What do you create?
The biggest, best thing I’ve created is four new people. The eldest is six foot four and sometimes my husband and I look up and wonder how this extra man ended up living in our house. In four days, he’s headed off to college.
I’ve also been writing fiction and creative non-fiction for fifteen years. My debut novel, A Small Indiscretion, published in January by Random House, took longer to create than all four of my kids put together. That said, create is not usually the word I think of when I think of writing, and I don’t think of myself as a particularly creative person. My daughters are creative; they knit, sew, act, draw, paint. My dad is creative; he writes music and invents whole new worlds in his science fiction and fantasy novels. The things I’ve “made”—the essays and short stories and the novel and the bad poems—feel more like the result of an interrogation than an act of creation. It’s more about finding something that already exists in my head, letting it out, understanding it. It’s as if there’s this lump of stuff, a block of ice or clay, and my job is to chip away at it, to shape and reshape it, for months, years, decades, until it finds its true form.
Why do you create?
There’s that word again, create. This is semantics, perhaps, but when I started writing, I didn’t set out to create anything; I set out to purge what was inside my head. To exercise my mind in a way that felt necessary. To manipulate words in a manner that was pleasing to me. Words are the only material I’m interested in manipulating; stories are the only thing I’m interested in making. Even my poems tell stories, so I suppose at bottom, I create out of a story-telling impulse.
But I also turn to words when I want to preserve something—a memory, a scene, a feeling, a snippet of overheard dialog—or when I want to know more about one of those memories or scenes or snippets, either real or imagined. I want to find out what’s beneath it, or behind it, or before it. Sometimes I write to escape the mundane and slip into a narrative more interesting than my own.

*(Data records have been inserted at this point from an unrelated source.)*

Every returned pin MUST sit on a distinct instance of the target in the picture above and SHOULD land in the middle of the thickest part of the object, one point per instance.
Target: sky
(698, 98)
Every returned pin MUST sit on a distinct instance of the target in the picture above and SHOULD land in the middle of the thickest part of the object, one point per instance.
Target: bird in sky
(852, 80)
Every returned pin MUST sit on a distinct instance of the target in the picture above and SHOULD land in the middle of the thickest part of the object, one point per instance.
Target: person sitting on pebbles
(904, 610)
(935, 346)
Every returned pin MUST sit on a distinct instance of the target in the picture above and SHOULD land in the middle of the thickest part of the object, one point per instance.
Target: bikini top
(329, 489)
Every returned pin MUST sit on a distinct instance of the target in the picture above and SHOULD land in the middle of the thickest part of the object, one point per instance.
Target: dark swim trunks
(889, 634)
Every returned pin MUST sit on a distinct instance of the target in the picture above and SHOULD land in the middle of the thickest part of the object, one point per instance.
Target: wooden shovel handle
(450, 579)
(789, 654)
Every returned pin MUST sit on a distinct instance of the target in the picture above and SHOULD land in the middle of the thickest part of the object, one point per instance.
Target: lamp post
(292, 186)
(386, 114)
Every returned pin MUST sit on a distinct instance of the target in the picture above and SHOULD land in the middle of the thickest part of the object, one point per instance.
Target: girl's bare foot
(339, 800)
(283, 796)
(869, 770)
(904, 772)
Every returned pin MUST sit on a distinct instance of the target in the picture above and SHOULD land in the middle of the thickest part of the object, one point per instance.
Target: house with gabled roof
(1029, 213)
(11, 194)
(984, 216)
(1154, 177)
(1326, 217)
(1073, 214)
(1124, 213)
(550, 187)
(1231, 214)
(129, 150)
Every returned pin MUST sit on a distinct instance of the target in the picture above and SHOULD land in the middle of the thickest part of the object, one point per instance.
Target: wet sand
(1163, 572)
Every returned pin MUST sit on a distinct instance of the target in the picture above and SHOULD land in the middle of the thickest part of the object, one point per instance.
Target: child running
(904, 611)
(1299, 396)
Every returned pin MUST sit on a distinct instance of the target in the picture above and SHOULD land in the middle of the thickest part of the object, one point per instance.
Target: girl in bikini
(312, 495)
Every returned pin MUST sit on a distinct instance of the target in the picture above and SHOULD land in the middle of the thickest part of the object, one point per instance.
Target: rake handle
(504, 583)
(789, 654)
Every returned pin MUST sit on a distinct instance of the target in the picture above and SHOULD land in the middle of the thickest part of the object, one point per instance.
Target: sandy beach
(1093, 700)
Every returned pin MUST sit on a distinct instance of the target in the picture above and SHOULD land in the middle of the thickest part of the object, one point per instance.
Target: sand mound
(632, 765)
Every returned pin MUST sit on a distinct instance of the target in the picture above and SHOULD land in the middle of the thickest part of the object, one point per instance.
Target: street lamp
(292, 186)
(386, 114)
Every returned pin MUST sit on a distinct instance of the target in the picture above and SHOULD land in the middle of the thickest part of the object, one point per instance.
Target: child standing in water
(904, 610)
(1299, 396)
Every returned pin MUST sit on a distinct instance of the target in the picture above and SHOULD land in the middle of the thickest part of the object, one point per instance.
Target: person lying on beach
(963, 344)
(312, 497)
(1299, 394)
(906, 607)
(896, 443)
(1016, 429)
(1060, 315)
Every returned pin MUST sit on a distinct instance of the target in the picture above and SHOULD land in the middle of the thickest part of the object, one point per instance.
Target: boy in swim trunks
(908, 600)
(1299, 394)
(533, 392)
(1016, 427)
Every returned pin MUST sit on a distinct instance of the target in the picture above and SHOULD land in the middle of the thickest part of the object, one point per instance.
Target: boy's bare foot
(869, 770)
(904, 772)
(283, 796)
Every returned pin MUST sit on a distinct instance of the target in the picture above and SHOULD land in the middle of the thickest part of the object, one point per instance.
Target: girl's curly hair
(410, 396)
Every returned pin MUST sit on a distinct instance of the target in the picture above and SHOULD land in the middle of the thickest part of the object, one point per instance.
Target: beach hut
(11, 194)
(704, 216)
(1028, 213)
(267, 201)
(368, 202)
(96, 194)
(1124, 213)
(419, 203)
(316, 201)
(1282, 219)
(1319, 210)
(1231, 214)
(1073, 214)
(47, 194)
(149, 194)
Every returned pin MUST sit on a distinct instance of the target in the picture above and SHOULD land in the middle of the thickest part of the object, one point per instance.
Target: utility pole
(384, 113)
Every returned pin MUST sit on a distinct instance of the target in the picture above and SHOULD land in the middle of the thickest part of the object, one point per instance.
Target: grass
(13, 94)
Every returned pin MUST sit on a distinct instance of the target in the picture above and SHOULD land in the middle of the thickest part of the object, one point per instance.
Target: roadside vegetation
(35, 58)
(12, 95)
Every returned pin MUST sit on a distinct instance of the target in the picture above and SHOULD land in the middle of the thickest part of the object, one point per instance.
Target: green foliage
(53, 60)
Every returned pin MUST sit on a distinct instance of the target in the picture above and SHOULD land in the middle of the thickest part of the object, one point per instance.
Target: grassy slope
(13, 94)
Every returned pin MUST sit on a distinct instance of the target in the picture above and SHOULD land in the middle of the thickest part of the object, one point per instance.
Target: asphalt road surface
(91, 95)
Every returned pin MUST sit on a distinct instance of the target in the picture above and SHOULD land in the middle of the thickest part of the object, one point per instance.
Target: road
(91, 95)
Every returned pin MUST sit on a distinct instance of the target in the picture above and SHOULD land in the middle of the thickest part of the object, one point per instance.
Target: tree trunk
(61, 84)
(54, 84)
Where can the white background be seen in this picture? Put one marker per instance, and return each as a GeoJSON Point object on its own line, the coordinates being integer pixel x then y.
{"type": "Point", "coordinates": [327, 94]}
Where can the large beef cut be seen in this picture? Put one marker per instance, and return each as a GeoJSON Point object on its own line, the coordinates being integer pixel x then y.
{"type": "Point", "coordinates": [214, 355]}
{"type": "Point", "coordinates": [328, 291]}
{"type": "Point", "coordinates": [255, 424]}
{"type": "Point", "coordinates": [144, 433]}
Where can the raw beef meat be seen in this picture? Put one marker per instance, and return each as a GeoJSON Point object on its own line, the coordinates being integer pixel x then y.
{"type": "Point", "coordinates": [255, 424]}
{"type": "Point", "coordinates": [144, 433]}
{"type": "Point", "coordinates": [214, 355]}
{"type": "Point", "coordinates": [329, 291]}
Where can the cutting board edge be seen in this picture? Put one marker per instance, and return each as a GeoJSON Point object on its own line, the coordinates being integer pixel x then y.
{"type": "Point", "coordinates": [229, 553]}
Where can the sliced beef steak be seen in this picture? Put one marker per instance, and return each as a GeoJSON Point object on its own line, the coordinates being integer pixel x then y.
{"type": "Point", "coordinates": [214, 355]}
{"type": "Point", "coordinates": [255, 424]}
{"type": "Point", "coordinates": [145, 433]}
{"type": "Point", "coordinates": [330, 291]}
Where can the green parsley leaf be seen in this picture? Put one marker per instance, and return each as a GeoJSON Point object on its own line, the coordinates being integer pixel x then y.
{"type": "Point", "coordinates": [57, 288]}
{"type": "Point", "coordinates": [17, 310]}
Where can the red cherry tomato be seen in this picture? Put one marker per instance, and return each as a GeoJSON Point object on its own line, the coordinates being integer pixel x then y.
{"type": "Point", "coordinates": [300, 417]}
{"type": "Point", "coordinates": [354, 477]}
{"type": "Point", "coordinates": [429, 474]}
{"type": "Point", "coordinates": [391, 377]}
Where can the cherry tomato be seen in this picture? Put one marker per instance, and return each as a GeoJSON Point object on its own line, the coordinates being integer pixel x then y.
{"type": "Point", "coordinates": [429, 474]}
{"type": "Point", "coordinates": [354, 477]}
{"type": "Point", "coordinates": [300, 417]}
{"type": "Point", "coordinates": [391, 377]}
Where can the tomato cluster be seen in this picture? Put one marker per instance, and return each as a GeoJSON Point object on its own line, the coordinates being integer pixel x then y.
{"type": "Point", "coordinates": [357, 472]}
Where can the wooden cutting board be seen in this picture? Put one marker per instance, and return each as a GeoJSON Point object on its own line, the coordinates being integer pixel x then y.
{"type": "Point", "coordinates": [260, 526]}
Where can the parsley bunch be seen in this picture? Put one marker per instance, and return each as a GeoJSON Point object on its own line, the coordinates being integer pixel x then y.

Often, I write to find out what I think. In fact, the act of putting words on the page is more akin to thinking, to me, than creating, but with luck, and time, and compulsion, and work, that thinking can sometimes turn into something tangible, like a book.
What do you consume?
I come from a family of beer drinkers: My brother is a prize-winning home brewer; my dad won’t drink anything but excellent IPA; my sister lives in London and drinks Guinness. In my family, ordering a glass of wine in a bar is just strange, and drinking cheap beer, like Bud Light, is sacrilege: You may as well be drinking water.
So a month ago, I would have said that what I consume are great novels and good beer. But—brace yourselves—I’m giving the whole low-carb, gluten-free thing a shot, so I’ve had to give up beer. Novels are wonderful and everything, but I’m here to tell you that there is no replacement for an excellent ice cold beer on a Friday afternoon. There just isn’t.